A quelques mètres là, au sommet d’un chêne, vivait un couple de buse. Chez eux aussi, un bébé venait d’éclore : Erasmus.

 

Si Adèle grandissait vite en sagesse et joie de vivre, Erasmus était paresseux et morose. Si Adèle commençait à virevolter autour de son arbre en faisant des piqués vers le Londel pour gober les moustique undefined s, Erasmus flemmait dans le nid familial.

 

Erasmus se laissait gaver à longueur de journée.

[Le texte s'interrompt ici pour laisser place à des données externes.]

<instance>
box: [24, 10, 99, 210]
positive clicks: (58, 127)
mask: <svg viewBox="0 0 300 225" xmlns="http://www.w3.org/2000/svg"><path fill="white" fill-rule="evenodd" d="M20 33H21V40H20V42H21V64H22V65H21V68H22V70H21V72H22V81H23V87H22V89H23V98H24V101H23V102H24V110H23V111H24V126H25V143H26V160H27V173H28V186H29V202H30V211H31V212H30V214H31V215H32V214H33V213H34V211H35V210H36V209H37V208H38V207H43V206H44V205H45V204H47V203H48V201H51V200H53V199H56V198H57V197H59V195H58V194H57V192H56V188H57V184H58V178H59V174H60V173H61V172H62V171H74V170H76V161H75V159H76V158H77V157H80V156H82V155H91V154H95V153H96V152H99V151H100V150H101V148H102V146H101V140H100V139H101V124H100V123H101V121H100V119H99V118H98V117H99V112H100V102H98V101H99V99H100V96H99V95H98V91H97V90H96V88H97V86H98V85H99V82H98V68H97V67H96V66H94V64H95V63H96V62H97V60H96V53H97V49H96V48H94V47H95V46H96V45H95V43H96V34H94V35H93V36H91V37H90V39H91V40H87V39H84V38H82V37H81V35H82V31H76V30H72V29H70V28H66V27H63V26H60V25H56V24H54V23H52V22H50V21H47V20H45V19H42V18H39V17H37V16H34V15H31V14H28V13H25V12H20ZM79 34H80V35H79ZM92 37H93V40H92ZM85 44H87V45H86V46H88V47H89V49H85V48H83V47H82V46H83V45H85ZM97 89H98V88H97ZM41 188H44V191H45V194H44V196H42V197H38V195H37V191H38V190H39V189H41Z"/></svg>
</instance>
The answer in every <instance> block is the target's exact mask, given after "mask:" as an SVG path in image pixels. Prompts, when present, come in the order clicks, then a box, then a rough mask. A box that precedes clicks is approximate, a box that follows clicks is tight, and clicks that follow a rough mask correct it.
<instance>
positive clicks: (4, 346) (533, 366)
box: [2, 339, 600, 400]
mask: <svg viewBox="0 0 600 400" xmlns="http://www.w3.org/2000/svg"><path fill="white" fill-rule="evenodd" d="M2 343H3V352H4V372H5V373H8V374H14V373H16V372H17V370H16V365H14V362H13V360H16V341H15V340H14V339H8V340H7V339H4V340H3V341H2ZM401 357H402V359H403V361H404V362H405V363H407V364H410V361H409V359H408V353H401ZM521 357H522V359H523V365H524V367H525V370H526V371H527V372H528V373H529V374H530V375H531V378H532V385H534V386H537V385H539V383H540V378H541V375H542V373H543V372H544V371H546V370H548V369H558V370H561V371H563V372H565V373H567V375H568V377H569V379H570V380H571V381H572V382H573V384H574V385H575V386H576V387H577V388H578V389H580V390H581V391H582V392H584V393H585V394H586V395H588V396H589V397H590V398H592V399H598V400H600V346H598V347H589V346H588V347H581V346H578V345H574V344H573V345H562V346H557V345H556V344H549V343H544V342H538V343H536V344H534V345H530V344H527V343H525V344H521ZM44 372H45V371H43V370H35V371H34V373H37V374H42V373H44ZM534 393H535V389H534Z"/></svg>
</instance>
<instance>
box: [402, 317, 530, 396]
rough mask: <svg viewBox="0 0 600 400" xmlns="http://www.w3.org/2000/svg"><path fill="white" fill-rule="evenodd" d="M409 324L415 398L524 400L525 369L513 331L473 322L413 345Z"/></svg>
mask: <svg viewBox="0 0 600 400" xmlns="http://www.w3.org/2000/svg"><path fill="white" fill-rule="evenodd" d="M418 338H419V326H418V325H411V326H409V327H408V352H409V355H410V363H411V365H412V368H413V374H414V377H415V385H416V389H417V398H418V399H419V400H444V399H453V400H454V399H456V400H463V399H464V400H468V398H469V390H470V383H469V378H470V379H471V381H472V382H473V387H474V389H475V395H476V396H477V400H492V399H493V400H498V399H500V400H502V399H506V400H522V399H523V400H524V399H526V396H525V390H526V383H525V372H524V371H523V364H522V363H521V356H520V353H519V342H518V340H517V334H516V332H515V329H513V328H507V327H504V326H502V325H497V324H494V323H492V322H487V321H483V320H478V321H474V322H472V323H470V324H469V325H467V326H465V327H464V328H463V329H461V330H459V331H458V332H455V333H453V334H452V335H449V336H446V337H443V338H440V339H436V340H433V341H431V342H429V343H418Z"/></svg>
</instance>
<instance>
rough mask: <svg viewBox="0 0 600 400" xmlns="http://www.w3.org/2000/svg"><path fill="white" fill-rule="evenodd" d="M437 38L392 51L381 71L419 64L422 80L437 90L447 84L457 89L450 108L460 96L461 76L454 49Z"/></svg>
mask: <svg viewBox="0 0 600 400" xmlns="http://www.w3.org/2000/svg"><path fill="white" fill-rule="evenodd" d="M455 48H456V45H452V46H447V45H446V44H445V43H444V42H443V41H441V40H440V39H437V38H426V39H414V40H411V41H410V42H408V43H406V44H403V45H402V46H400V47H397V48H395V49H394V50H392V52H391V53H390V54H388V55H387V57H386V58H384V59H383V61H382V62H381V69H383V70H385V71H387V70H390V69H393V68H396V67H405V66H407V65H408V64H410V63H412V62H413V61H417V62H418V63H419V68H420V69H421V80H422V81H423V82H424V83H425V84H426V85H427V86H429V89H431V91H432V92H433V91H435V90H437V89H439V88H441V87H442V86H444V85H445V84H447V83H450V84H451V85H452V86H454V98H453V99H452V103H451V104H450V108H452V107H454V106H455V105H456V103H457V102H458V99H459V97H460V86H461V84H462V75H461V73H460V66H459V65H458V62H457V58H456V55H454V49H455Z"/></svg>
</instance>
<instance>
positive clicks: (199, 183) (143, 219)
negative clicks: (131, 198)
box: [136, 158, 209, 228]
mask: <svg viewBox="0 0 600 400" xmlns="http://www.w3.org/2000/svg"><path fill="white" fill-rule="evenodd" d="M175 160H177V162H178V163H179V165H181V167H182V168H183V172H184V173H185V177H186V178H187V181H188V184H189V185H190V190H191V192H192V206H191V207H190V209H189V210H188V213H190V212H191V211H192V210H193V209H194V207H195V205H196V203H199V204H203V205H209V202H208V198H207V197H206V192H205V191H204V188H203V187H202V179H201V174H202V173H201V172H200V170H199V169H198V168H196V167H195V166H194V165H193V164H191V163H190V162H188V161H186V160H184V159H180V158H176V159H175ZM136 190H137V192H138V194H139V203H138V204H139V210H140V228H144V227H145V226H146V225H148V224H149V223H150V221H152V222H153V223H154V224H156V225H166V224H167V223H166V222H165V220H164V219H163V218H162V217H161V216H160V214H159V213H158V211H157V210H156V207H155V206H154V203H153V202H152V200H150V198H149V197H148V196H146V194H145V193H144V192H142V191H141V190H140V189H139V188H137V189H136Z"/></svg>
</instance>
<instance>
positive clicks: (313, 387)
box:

Sa mère lui amenait des vers, des morceaux de charogne. Il n’avait jamais mis une aile dehors, malgré qu’il ait déjà toutes ses plumes.

 

Adèle devenait de plus en plus habile en matière de vol plané. Elle avait tout compris de la technique du looping, la vitesse,… Elle faisait des descentes stupéfiantes au risque de se casser le bec, pour mieux remonter vers la cime des arbres.

 

Elle était gourmande et raffolait des petites baies des arbres, celles du sureau ou encore du cassis qu’elle chipait dans le jardin du maire. Cependant, ses jeunes entrailles avaient dû mal à s’habituer  à ce régime. A voltiger comme une folle, elle avait bien souvent des problèmes de ventre et de fortes coliques provoquaient des diarrhées en vol.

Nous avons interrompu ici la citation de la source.